During both A and B lunches today, various students volunteered to practice the ancient art form of Henna tattooing. Originally from India, but also practiced in parts of South Asia, North Africa and Australia, the this tradition has expanded to the western world and has since become a cultural phenomenon. Students were able to get all sorts of designs on their skin, from more minimalist, conventional designs, to detailed and traditional looking pieces.
Junior Afnan Hussain was one of several students who volunteered to put Henna on her fellow students. In the past she had done Henna, but not on this large of a scale. She got to flex her muscles and create interesting designs during the cultural celebration.
“Miss [Lilia] Ben-Ayed told me about the fashion show, and I found out someone was doing henna and I wanted to volunteer since I already knew how to do it,” Hussain said. “I knew these girls who used to do it for weddings and my dad introduced me to them and they taught me how to do simple designs.”

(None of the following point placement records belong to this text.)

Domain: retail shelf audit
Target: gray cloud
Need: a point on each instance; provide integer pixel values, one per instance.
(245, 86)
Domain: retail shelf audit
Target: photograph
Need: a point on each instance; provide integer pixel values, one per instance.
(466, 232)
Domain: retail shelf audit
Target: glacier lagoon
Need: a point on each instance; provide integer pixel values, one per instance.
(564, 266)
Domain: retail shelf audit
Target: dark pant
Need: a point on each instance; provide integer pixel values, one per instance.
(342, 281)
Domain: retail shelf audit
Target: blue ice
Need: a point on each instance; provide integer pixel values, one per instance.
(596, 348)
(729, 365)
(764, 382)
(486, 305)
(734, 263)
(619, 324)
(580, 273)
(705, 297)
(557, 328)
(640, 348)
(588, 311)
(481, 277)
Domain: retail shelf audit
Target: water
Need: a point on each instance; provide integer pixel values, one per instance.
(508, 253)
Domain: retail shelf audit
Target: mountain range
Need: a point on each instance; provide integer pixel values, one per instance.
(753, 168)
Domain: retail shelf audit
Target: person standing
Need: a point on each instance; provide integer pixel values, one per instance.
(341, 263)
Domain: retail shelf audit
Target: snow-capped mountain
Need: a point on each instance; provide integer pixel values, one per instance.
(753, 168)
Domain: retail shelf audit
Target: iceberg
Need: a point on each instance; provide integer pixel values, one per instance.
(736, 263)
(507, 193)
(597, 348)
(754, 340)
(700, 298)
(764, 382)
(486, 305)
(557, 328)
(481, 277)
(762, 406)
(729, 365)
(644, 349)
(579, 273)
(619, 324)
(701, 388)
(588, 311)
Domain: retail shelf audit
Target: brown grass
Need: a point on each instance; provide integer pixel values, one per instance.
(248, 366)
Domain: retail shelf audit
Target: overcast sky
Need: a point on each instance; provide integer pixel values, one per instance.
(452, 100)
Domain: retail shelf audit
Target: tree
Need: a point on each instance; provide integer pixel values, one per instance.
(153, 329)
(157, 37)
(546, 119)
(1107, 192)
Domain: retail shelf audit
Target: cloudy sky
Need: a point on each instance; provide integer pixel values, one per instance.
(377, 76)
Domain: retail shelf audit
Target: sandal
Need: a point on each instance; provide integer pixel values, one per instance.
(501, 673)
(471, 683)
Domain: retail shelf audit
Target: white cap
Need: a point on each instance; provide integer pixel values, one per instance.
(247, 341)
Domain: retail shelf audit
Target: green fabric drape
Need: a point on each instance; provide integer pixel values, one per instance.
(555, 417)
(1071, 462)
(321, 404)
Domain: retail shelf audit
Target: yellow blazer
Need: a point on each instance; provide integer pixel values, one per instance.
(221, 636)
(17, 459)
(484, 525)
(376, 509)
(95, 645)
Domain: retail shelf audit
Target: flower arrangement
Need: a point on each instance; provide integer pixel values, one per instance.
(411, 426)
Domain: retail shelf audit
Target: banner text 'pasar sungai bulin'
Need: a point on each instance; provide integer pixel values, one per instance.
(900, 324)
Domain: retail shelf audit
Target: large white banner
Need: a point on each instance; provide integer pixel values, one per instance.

The Henna paste itself is made out of the remnants of a flower called Lawsonia Inermis, aka hina. The tradition itself was reserved originally for special occasions, such as weddings, but became more well known to the American public around two decades ago.
Hussain believes the art form is one which adds to the cultural landscape of RBHS during Global Village and engages students in conversation and learning about the different communities represented at the festival.
“I think that it was cool and fun because a lot of different cultures wanted to try it out, and learn how it was cool and how it works,” Hussain said. “People would ask me questions about it, and it was really cool to get that sort of engagement knowing that they thought it was cool.”